A principios de los años 2000 empecé un largo viaje para cambiar de rumbo. Comenzó con un paso, luego una serie de pasos hasta que por fin llegué a un lugar enorme en el que hoy vivo con pasión el propósito que Dios me dio y ayudo a los demás a hacer lo mismo (Salmo 18:19). El amor y la gracia de Dios me rescataron del poder de la oscuridad que me tenía cautiva desde mi juventud (Colosenses 1:13).

¿Merecía Su amabilidad? No. Me había rebelado cuando era muy joven y había pisoteado Sus regalos, especialmente el regalo de darme padres amorosos. Al terminar octavo grado, me escapé de casa y dejé la escuela. Quería hacer las cosas a mi manera.

Mis padres trataron con desesperación de ponerme otra vez en el camino correcto, pero no les hice caso. Solo me interesaba ganar dinero. Pensaba que me iba a dar la libertad para hacer lo que quisiera. Encontré un lugar para vivir con un familiar y conseguí trabajo en el Burger King del pueblo.

Todas las mañanas iba en bicicleta a un lugar que les dice a sus clientes “hazlo a tu manera”.  Bueno, hacerlo a mi manera podría haber sido apropiado para una hamburguesa, pero no en la vida real.
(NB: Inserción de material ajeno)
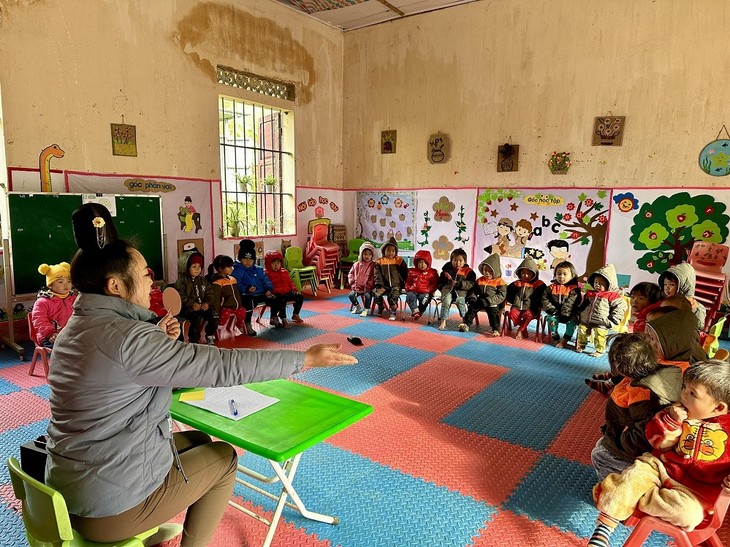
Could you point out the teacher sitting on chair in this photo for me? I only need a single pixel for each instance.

Necesitaba la manera de Dios, pero descubrirlo me iba a llevar años de frustraciones.

Deseos egoístas, decisiones irracionales y la falta de guía me llevaron a lugares oscuros donde experimenté mucho dolor físico, emocional y mental. Todavía me duele recordar esa etapa de mi vida.

A los 17 ya estaba embarazada de mi primer hijo. Tenía una relación inestable con el papá y tuve otros dos hijos con él en apenas un par de años. Como suele suceder con las mamás niñas, el padre no fue ningún apoyo.

Hice lo que pude en esas circunstancias, pero el peso de criar y mantener a tres criaturas era demasiado. Además, yo era muy inmadura emocionalmente como para cuidarlos bien. Qué agradecida estoy por los familiares y programas comunitarios que me brindaron apoyo.

Un día, una asistente social golpeó a mi puerta y me habló de un programa que ayudaba a los padres de niños pequeños. Este programa me permitiría asistir a una escuela comunitaria local y conseguir mi GED mientras mis hijos participaban en un programa de ayuda inicial.

La idea de obtener mi GED me hizo abrigar nuevas esperanzas. Durante años mi nivel educativo me había impedido conseguir trabajo fuera de los sitios de comidas. Solo tenía 19 años, pero mi futuro parecía hasta entonces grabado a fuego. De pronto, podía ver la manera de dar un paso hacia algo positivo en mi vida. Tal vez, después de todo, había un futuro para mí.

Empecé el programa muy entusiasmado y me puse el objetivo—que creí razonable—de aprobar un examen por mes. Conseguir mi GED me llevó más de lo que esperaba, ya que me costaba mantenerme concentrada. Me sentía motivada y luego perdía la motivación.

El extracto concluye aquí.